As mariner prepares for a week of travel and vacation, he leaves the reader with the following:
“Anyone who has seen any of the “Terminator” films knows how this whole artificial intelligence thing is probably going to end, and here’s a bit of terrifying validation: Stephen Hawking agreed. In 2017, he told Wired, “The genie is out of the bottle. … I fear that AI may replace humans altogether. If people design computer viruses, someone will design AI that replicates itself. This will be a new form of life that will outperform humans.”
Well, that’s all right, then, we’re safe for a good long … time? Right? Not quite: It’s already happened.

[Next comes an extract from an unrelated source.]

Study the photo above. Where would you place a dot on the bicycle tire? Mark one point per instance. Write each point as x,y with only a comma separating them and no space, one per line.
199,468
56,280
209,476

In November 2021, the Wyss Institute at Harvard announced that a collaboration between Wyss, Tufts, and the University of Vermont had created “the first-ever, self-replicating living robots. “Called Xenobots, these tiny, hand-built organisms/robots (which look disturbingly like Pac-Man) can hone in on living cells, then gather together to collect stem cells to build new little baby robots inside these cells. The University of Vermont’s Joshua Bongard confirms: “With the right design — they will spontaneously self-replicate.”
So the cat is out of the bag. We humans won’t evolve into Amazonus gobbetii, we simply will die out – or, if our new cohabitants so desire, humans will be wiped out.
It is hard to imagine a wholly electronic creature as a living creature. Perhaps, if two-celled creatures could think, they may have the same response to hearing that species with several billion cells would roam the earth.
Pony carts aside, will there even be roads?
In any case, don’t worry about the Earth being a waterless, lifeless rock in a million years.